Ce n’est pas la première fois que le récit évangélique évoque des pauvres et des riches et ce n’est jamais de la même façon, comme s’ils devaient être figés dans une posture univoque : en bons ou mauvais.
La parabole racontée aujourd’hui veut nous conduire progressivement vers un point de compréhension, un point d’interprétation. Mais lequel ? On a l’impression qu’elle nous introduit dans un petit théâtre et sa scène où des personnages se montrent et des voix se font entendre. Tout un montage, même avec des personnages et des voix d’outre-tombe.

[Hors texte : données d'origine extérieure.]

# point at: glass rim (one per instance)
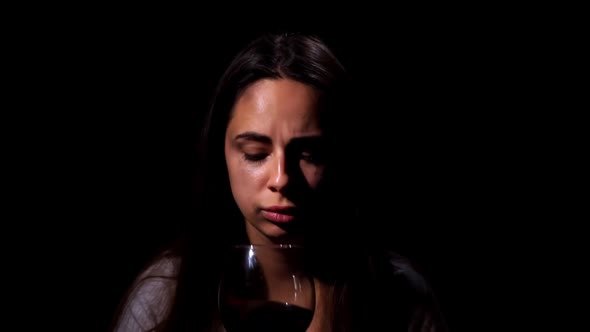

Ce qui nous est dit dès le départ, c’est que la richesse rend aveugle et sourd. Ce riche anonyme ne voit pas le pauvre qui est à sa porte, il ne l’entend pas. Seuls les chiens voient le pauvre. C’est une situation qui, bien entendu, est grosse de violence : le luxe étalé et les festins avec les restes jetés à la poubelle. Ici elle n’est pas décrite mais, nous le savons, cette violence ne peut être sous-estimée. Et on peut imaginer le discours des riches souvent répétitif : « c’est comme ça et on ne peut rien y changer ». « Et s’il y a des pauvres, eh bien, c’est parce qu’ils ne changent pas, ils ne changent rien à leur sort ». Il est clair que tout est fait pour verrouiller le système, le cacher. On peut alors se dire, et c’est sans doute la conclusion qui est tirée par beaucoup : il n’y a pas d’avenir. Et sans doute que la parabole prend en charge cette question : mais par où est donc l’avenir ? Comment s’en sortir ?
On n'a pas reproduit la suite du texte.